Oh come on, we all know technology is gender neutral

Erika Smith, from APC’s women’s programme, blogged live from the Gender Evaluation Methodology (GEM) global trainers exchange, held in Kuala Lumpur, Malaysia, from 23-27 July 2007.

We’ve heard it a gazillion times. And while there are many creative exercises to talk about gender roles and stereotypes, it’s the intersection of gender and ICTs that can sometimes be hard for people to get. Maybe it is not a question of seeing it, though. Maybe folks can accept that technology is not gender neutral. What is harder to understand is what are the implications of that. How to get people to feel it, believe that this, too, matters, and matters quite a bit now and to our future. Toni says she starts with roads. Are roads gender-neutral? Joyce from Cameroun says she uses seat-belts and people get it very quickly, especially if they are women. Ouch!

A lot of the exercises that we use in Laneta in Mexico are with women directly, and have to do with their personal relationship with and reaction to technology. When you start to look at access, and see that the majority of the population have no access at all, the gender component gets further diluted.

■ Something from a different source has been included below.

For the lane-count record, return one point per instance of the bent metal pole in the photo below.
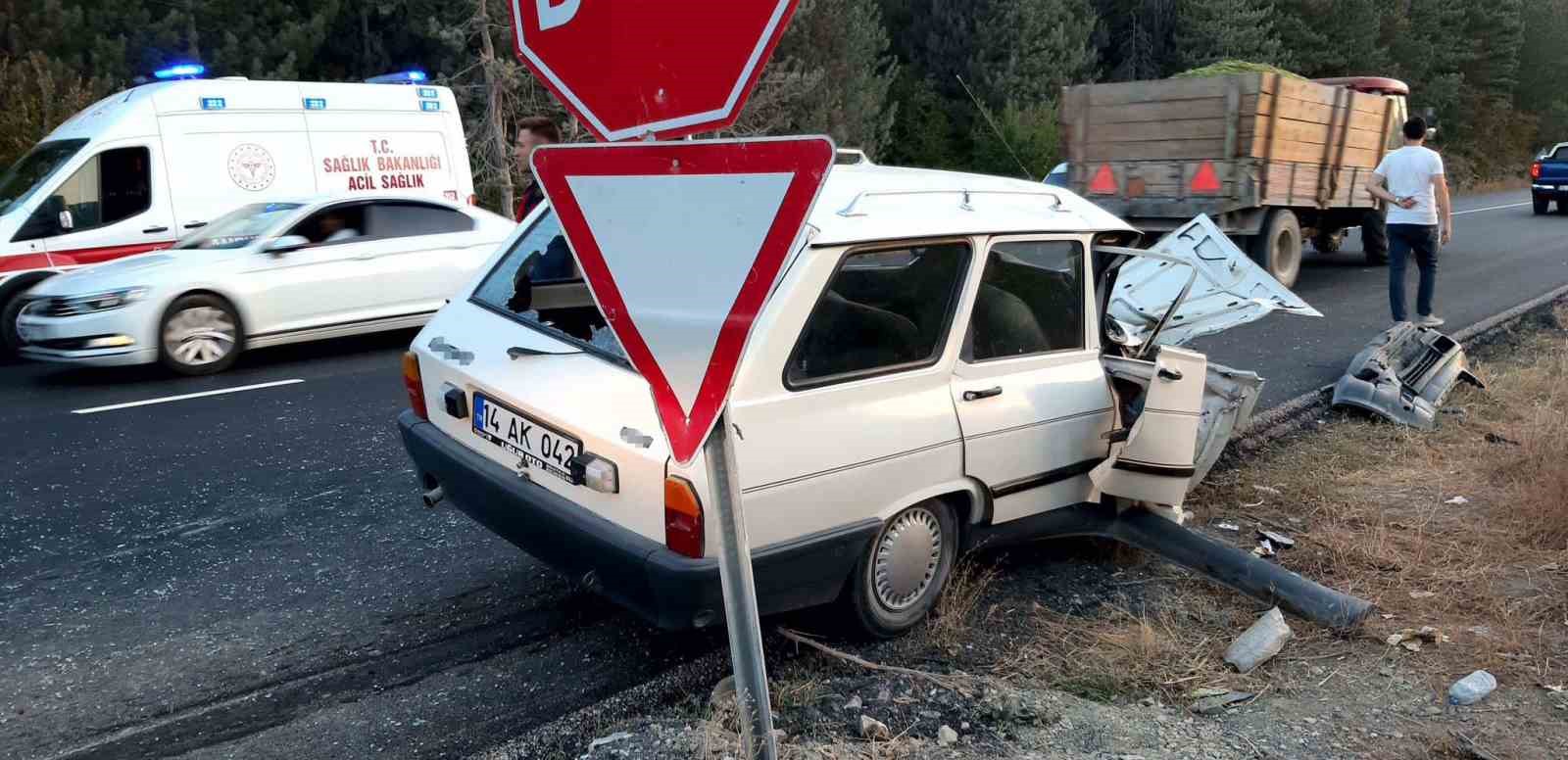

But this is why we need GEM to be applied to a variety of ICT projects: to unearth the examples and illustrate the impact in a way that makes people move. The fact that there will be adaptations and a practitioners support network, as well as a facilitator’s guide to accompany us along the way is reassuring… but gender and ict advocates are few and far between. So, my dear ICT trainers, GEM facilitators, policy advocates? What do you do to make folks really FEEL it?